We made sure to avoid the boulangerie and it’s awesome pastries, but our last dinner was at the nearby small resto run by two local ladies. And Butch had the grand size poutine with chicken…YIKES.

Leon, the cottage owner, stopped by to say goodbye.  What a great guy, and we actually had a pretty coherent conversation in French-ish!  We did bring our vegetable that we couldn’t use up to feed the “wapiti”–a herd of elk kept on the island.


More small world episodes: We did run into two guys we met in Costa Rica a few years back–Dave Walter and Steve, the house painter from Montreal. They both talked a lot about sailing up here and we did expect to run into them. It really is such a small world in the windsurfing and kiting community.  In Padre we ran into Oliver, whom we first met in La Ventana as a kite instructor for Captain Kirk.  We ran into him up here in a cafe.   Liam and his wife came to the kiting site on Friday in their Westie and Butch recognized them from La Ventana as well. A friendly young couple who travel everywhere- last year when we saw them in LaVentana they had driven down the Baja from the Yukon. We spent some time talking to a nice older couple, Claude and Normande, who asked us a lot about Padre…they’re from Quebec and thought the Maggies were a bit too cold.

 The jury is out on whether we will return.  Every place we go has its advantages and disadvantages. The Magdalen Islands certainly have the  wind and beautiful access from every wind direction.  We rigged and de-rigged on grass. There area portable toilets in many common areas and trash barrels everywhere (is that why the island is so clean?).  The island is very pristine and beautiful, no billboards, no fast food, no big trees, very green meadows, colorful houses, incredibly neat and clean.

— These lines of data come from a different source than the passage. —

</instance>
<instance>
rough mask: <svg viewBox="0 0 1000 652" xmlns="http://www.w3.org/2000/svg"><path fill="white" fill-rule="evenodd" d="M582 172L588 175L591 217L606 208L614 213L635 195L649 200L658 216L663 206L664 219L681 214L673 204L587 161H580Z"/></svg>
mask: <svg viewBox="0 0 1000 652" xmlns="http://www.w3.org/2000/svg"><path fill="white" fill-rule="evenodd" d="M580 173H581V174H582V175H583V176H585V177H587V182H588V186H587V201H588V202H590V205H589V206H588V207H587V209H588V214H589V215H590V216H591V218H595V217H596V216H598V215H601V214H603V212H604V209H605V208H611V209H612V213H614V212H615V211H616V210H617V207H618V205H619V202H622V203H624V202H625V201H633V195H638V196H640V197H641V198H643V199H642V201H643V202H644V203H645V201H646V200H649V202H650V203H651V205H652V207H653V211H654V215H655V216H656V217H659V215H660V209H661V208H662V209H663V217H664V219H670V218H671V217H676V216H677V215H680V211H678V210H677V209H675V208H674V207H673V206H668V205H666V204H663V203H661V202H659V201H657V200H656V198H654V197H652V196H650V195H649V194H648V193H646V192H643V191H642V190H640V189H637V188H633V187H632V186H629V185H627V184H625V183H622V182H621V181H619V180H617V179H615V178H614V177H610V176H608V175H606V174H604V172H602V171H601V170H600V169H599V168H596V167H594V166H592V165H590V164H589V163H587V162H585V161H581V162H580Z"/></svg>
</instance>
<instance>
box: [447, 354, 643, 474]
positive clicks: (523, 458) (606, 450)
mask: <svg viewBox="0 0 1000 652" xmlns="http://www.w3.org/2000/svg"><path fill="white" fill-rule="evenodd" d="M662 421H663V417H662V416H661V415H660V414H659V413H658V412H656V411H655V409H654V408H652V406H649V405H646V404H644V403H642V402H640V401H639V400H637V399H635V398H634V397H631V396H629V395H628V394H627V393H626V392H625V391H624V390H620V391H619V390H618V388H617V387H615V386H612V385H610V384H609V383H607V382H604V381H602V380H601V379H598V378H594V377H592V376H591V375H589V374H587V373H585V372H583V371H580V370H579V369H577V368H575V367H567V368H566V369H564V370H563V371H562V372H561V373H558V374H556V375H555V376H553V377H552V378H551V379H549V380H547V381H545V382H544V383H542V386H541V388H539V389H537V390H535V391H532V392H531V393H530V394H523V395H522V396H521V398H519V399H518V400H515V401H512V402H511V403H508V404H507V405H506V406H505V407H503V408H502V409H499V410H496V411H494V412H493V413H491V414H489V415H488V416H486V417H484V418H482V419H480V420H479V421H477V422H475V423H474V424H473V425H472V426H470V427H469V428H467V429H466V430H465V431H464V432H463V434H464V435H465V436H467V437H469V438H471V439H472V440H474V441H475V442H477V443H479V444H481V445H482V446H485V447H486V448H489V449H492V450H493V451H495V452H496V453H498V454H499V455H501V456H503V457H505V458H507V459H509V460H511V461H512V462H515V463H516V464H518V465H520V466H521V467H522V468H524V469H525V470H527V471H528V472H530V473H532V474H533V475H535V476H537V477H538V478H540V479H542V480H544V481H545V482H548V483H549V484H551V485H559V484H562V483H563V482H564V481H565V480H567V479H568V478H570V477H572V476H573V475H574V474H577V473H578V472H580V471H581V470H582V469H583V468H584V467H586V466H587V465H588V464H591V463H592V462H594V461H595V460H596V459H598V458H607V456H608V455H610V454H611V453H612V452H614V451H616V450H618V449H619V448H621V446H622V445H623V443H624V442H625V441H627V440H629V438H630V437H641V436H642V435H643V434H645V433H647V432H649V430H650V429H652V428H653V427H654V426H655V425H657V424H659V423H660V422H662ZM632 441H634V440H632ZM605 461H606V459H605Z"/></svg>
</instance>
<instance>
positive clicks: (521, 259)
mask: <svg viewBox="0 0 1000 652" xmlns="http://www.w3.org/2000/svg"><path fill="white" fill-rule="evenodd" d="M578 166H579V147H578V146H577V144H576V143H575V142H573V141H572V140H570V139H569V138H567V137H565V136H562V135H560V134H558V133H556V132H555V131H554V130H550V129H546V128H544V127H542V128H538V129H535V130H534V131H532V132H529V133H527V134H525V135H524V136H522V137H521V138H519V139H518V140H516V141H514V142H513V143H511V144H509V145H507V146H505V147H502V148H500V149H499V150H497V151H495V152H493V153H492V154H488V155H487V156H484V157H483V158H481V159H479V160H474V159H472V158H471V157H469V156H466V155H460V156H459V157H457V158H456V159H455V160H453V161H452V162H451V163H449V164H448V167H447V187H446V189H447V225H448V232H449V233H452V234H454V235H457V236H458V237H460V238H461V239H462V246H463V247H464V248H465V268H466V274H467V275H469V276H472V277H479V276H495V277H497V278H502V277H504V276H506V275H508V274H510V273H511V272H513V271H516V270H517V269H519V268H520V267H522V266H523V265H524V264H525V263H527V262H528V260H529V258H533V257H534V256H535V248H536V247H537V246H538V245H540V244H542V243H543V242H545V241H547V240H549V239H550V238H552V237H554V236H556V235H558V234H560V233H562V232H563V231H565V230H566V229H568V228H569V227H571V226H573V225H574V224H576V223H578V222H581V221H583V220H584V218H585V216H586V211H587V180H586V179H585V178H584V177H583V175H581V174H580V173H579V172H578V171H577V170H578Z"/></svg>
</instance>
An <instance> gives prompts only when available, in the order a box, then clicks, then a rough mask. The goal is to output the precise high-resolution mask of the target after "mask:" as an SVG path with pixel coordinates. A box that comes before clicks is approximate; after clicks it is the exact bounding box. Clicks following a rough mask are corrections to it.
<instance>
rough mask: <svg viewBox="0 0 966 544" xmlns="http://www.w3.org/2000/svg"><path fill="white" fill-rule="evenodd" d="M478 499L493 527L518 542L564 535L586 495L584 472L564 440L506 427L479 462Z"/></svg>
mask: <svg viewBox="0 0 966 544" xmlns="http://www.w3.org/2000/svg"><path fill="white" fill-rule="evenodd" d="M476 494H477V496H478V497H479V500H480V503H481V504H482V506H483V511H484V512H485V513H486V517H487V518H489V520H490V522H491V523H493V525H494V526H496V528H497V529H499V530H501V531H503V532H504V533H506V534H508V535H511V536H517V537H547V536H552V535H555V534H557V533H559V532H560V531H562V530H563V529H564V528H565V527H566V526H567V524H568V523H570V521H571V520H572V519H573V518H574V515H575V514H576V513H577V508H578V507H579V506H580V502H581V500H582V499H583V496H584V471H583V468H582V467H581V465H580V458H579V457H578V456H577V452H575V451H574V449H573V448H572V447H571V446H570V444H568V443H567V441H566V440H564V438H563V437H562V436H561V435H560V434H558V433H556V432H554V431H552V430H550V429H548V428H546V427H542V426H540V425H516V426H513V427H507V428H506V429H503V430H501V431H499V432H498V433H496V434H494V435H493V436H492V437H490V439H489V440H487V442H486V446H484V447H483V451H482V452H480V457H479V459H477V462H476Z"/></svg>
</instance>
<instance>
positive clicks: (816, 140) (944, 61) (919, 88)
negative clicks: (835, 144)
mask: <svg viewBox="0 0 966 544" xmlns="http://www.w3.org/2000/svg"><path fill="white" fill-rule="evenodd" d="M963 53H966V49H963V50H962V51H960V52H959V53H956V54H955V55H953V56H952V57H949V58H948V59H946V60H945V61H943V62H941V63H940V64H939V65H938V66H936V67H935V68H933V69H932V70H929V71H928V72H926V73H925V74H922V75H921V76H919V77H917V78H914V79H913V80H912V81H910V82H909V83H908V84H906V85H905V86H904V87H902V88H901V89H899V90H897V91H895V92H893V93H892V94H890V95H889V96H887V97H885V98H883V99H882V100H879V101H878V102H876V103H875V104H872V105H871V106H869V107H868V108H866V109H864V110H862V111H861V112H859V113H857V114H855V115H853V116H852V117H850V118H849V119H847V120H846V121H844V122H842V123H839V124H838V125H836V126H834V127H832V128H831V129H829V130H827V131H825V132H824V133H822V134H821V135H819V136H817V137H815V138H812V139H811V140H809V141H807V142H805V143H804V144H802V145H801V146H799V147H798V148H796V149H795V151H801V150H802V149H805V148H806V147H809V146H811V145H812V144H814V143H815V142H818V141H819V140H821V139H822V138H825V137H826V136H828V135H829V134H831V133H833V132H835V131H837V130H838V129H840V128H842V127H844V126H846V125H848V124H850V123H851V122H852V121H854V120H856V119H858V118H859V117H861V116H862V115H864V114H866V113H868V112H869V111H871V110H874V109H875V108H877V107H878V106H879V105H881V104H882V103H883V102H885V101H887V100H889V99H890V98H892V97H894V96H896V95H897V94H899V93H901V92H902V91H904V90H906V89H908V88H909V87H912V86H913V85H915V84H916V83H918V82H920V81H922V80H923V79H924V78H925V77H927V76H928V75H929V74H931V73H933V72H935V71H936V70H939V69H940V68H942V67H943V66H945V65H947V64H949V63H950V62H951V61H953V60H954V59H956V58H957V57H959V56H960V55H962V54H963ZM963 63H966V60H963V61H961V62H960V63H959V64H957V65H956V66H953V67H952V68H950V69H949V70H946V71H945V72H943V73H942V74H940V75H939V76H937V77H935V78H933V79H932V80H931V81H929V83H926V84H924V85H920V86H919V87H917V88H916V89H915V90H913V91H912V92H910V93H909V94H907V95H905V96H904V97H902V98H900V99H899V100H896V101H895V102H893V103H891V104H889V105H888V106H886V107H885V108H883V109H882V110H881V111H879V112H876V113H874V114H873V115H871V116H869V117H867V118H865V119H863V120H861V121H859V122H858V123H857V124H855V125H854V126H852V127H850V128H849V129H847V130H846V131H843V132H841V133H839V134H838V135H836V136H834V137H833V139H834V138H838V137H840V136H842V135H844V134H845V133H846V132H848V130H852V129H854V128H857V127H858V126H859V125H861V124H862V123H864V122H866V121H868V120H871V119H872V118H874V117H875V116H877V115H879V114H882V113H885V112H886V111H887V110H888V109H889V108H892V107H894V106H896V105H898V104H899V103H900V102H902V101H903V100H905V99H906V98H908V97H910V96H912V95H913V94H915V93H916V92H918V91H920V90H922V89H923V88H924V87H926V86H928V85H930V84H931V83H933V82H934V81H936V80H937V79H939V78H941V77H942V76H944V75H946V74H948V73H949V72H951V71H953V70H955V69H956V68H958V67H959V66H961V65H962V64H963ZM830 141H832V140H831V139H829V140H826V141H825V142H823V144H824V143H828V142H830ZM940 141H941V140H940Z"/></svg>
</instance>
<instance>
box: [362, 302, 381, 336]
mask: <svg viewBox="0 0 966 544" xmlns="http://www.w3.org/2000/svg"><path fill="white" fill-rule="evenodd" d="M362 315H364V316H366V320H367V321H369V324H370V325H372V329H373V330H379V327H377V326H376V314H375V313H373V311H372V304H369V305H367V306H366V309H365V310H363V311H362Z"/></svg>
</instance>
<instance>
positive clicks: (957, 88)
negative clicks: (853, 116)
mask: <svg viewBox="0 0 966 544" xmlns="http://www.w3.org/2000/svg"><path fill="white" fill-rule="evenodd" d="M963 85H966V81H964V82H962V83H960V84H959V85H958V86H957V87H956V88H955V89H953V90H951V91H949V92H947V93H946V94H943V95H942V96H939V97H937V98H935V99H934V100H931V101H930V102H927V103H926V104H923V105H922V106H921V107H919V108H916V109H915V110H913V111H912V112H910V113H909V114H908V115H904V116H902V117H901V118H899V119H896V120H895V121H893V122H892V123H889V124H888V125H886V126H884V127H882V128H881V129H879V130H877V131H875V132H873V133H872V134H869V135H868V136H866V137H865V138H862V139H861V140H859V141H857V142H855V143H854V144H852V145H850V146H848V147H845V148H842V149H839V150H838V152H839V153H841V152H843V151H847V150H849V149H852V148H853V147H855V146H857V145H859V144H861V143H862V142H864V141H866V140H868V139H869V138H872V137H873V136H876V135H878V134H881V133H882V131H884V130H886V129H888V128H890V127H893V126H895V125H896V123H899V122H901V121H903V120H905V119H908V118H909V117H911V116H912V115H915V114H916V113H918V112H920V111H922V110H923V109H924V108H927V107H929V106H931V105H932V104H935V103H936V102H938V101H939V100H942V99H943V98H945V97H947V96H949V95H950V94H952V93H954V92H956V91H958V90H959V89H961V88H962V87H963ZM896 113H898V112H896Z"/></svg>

The water was comfortable but the air temps were chillier than expected- especially on successive 55 degree cloudy, windy days.  We should have brought more warm clothes and only one pair of shorts!  The cottage rental was reasonable to share with our friends, but food, gas and merchandise are highly taxed.  The fish is fresh and delicious, the folks are all friendly, the area is completely safe-we never locked to doors and left the bikes out behind the house. The bikes lanes on the roads are spacious and free of debris and our cross bikes were perfect for riding on the quad trails.


It’s hard to leave the great weather and mountain biking at home at the end of August, beginning of September, so maybe next year Hood River may be our option.  There should be some good sailing conditions at that time of year and there is mountain biking and family nearby as well.

The ferry ride back to Prince Edward Island was a bit rough–winds 25 gusting to 40 and the drive off PEI as well as in New Brunswick was tricky due to the wind.  Some folks looked a bit green around the gills, but we were treated to a local band–fiddle, keyboard, guitar and spoons!  So fun. We took the southerly route from Souris (ferry landing in PEI) to the bridge.  PEI has a lot of the same dark red soil that Les Iles have but many more big trees- deciduous as well as evergreen.

Today we’re home and it is forecast for 80 degrees!  Lots of unpacking and repacking to do before we leave on Sunday for the winter.

One thought on “Au Revoir aux Iles

  1. Wow! You don’t spend much time at home, do you? Where do you head to first before you go to SPI? Keep us posted on the trails you try. We wish you safe travels!